Whether you're a large organization with brand awareness through the roof and a budget to match or a small nonprofit makeing do on a shoe string budget, you can't afford to waste resources. Not even on your Facebook page. Whether people became your fans, or, in the new Facebook parlance, "like" you, you invest in your presence on Facebook to build relationships with current or potential donors, volunteers, and activists to move them to take action that support your mission. You're spending resources on Facebook for a reason.
But how do you know if you're succeeding? How do you know if those resources you're spending on your Facebook presence are worth it?
We set out to develop a measurement program to answer that question for one organization, our friends at the US Fund for UNICEF (UNICEF-USA). In the process we discovered some interesting findings for them an an approach that includes what we think are best practices for other organizations hoping to answer for themselves, "Is it worth it?" Our findings and recommendations are documented in a free ebook, available here.

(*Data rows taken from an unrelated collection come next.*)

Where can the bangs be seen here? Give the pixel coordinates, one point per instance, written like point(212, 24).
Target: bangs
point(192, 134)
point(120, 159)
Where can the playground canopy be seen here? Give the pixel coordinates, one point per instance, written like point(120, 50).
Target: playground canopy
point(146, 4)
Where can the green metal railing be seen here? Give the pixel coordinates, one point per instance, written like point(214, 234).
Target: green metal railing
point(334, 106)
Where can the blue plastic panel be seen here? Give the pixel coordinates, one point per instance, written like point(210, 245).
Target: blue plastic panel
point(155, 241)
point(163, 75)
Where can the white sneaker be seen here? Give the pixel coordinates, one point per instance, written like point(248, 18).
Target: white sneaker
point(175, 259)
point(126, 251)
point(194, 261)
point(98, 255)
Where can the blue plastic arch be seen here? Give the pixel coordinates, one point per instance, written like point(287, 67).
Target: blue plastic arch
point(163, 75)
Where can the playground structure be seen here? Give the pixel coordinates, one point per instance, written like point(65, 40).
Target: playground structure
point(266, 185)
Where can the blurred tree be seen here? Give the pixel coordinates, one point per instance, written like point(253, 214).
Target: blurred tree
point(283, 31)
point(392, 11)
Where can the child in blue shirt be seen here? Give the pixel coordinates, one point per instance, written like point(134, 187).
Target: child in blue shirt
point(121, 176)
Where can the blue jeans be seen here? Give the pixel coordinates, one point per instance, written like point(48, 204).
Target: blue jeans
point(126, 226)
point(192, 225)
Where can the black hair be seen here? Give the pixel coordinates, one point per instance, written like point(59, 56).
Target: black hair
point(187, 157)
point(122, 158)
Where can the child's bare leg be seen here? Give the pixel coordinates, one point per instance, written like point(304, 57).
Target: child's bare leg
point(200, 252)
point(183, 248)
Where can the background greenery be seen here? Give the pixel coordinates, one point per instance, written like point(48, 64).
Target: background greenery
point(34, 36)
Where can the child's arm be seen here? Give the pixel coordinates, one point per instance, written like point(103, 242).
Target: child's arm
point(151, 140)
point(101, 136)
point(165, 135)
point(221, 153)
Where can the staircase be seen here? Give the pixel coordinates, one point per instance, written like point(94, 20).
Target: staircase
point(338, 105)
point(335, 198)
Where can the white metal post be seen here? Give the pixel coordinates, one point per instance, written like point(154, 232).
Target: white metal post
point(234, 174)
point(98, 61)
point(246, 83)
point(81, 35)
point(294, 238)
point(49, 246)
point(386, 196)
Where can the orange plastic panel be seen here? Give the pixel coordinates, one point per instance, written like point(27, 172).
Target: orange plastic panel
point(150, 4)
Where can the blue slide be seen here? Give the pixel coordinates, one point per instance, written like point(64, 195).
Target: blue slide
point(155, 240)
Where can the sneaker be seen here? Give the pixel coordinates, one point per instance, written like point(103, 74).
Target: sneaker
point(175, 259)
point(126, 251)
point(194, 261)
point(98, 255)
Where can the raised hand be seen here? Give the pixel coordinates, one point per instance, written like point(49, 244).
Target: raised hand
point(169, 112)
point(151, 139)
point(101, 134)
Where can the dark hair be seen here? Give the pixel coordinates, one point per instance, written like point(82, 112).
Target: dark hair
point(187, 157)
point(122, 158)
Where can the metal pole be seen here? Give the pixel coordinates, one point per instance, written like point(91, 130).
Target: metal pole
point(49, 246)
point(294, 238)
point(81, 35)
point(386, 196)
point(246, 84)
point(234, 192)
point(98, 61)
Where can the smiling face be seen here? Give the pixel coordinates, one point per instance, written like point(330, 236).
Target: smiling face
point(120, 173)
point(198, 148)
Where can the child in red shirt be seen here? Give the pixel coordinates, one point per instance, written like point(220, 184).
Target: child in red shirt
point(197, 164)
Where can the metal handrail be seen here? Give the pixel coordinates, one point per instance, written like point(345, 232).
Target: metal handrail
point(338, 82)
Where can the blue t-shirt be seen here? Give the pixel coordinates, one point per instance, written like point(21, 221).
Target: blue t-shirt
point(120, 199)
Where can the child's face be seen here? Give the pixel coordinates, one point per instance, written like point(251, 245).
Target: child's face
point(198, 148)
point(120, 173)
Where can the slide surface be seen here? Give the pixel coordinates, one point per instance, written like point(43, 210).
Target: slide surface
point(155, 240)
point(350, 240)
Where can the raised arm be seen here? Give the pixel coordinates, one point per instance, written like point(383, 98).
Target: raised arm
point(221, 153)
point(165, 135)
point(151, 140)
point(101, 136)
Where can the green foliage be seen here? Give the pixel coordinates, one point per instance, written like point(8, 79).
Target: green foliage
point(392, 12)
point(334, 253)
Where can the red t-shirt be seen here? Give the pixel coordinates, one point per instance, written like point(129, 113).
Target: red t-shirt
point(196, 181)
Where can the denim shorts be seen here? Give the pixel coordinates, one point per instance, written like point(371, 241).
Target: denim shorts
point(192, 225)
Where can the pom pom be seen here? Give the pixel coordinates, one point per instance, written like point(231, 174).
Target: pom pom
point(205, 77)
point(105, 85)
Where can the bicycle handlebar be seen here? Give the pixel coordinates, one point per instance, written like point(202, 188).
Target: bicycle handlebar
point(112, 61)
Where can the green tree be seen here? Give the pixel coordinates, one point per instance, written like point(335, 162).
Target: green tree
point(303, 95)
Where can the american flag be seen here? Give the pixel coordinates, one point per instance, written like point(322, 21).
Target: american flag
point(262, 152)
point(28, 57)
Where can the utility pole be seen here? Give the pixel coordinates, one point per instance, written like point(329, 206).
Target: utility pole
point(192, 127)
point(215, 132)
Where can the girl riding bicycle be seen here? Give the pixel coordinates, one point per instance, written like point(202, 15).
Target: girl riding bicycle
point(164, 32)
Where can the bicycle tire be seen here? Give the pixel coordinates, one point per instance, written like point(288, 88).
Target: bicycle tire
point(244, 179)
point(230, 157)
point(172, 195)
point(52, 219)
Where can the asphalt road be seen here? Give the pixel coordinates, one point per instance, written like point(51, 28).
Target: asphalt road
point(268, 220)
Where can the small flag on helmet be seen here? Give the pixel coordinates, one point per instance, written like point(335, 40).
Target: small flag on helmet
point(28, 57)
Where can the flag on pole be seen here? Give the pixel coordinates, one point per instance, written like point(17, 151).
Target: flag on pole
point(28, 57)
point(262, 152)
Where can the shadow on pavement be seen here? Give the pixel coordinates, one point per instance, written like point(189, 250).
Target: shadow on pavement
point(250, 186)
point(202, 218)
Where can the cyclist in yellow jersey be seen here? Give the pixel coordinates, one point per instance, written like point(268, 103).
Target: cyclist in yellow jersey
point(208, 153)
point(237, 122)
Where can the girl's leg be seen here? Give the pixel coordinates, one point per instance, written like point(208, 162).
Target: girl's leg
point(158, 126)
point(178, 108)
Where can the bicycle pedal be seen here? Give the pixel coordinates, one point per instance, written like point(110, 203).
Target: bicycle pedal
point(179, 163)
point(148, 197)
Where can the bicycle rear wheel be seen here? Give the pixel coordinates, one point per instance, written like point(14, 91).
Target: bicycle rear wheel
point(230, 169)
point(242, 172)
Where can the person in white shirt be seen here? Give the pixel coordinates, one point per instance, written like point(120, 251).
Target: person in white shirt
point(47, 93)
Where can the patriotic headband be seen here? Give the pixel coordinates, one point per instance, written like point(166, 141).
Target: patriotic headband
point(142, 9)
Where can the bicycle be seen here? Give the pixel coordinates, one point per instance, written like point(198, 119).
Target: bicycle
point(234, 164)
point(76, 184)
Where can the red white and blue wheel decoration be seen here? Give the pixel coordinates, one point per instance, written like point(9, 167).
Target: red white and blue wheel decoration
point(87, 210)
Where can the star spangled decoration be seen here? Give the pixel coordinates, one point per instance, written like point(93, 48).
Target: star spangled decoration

For UNICEF-USA, nearly a year's worth of data illuminated some interesting takeaways and ideas for further testing, including:
1) The number of daily posts to their fan page had a major impact on UNICEF-USA's fan base and click-through (their mechanism for capturing online donations): Up to three posts a day drove consistent click-through and unsubscribe rates; unsubscribe rates rose dramatically with more than three posts per day.
2) Unsurprisingly, click-through and conversion rates were best for UNICEF-USA during high-profile disasters such as the earthquake in Haiti (there were three disasters during the period covering the data we studied). Surprisingly, during the days immediately following natural disasters, UNICEF-USA posted many, many things on its Facebook page that didn't link to an opportunity to donate, potentially missing countless opportunities to convert concerned people into concerned donors, taking action about something they care about.
3) "Engagement" didn't correlate to action. We ran several simple and more complex statistical analyses and found that there was no strong relationship between the number of "likes" or comments on a given post and the click-through rate on those posts. This gets to the heart of what most nonprofits measure on Facebook, and the numbers were borderline enough that we recommend further and more deliberate testing of this point.
As the opportunities for nonprofits on Facebook and other social media continue to grow and evolve, a robust approach to collecting actionable analytics that allow nonprofits to make smart, data-driven decisions about where and how they invest resources will be ever more critical. We hope our ebook is a good solid brick on the path in that direction.